Both Anhorn and Silver are Mormons — and that’s just one similarity. Both stand taller than 6 feet. They are 55. Both have remarried and have children.

Silver’s inspiration to donate a kidney came from his wife, Robin.

She gave a kidney five years ago to family friend Blaine Bauer, a widely beloved math teacher in Newport, Pend Oreille County, where the Silvers also live. Her gift helped Bauer lead a better life until he died this month from throat cancer.

So Silver signed up to give his kidney to his wife’s cousin. That didn’t work out, so he told physicians that he would be willing to give to a stranger.

Such donations are rare. Of the 50 to 60 kidneys donated in the region each year, half are from living donors and many of those are from people undergoing the surgery to help a friend or family member.

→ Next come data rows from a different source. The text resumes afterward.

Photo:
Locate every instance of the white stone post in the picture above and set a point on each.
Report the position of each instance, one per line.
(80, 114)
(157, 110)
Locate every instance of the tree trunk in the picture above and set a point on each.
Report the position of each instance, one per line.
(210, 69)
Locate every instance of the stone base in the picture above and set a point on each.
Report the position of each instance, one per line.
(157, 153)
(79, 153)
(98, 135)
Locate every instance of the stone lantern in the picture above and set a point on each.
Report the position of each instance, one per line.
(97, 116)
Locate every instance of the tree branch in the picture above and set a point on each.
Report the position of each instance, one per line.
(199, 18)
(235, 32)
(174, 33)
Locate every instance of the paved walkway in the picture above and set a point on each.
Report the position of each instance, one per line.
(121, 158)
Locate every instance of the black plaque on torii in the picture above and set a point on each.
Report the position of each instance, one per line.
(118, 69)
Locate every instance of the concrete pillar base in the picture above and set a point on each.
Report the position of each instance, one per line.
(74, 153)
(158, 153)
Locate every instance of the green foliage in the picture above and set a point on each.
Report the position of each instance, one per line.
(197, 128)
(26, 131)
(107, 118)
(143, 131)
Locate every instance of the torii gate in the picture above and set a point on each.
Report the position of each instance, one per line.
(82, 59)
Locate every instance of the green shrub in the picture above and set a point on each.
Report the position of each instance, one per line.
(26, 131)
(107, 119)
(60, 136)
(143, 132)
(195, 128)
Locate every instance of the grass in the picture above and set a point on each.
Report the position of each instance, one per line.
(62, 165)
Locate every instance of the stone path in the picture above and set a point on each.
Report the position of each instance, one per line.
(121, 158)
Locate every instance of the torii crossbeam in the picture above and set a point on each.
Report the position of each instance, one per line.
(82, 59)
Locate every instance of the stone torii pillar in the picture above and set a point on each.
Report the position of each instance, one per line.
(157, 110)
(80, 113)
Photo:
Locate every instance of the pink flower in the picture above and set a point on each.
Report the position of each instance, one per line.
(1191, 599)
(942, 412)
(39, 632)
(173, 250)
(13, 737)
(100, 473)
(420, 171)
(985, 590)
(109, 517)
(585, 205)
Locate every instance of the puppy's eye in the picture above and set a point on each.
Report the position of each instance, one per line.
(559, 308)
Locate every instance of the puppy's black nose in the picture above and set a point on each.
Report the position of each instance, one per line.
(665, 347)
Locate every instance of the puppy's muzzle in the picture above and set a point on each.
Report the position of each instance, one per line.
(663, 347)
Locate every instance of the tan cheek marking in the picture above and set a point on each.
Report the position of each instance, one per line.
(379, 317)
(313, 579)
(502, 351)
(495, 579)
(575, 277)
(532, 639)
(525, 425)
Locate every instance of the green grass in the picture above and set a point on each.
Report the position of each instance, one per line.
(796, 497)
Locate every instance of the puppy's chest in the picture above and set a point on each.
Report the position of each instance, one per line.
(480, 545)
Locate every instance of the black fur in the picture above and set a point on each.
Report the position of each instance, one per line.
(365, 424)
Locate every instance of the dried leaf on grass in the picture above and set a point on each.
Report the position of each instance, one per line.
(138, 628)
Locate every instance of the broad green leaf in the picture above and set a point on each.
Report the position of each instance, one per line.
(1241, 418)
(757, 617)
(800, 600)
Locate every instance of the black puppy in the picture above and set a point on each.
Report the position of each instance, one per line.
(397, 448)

At the same time, Anhorn touched the top of the local transplant waiting list of 245 people.

He can expect Silver’s kidney to last 10 to 15 years.

Eight months after surgery, Anhorn said, he feels better than he has in many years.

While Anhorn was sewn shut with his new kidney intact and sent home within 46 hours, Silver came down with pneumonia and his hospital stay was stretched. But he says it was all worth it.

“This is something I felt I had to do,” he said. “I encourage others to do the same.”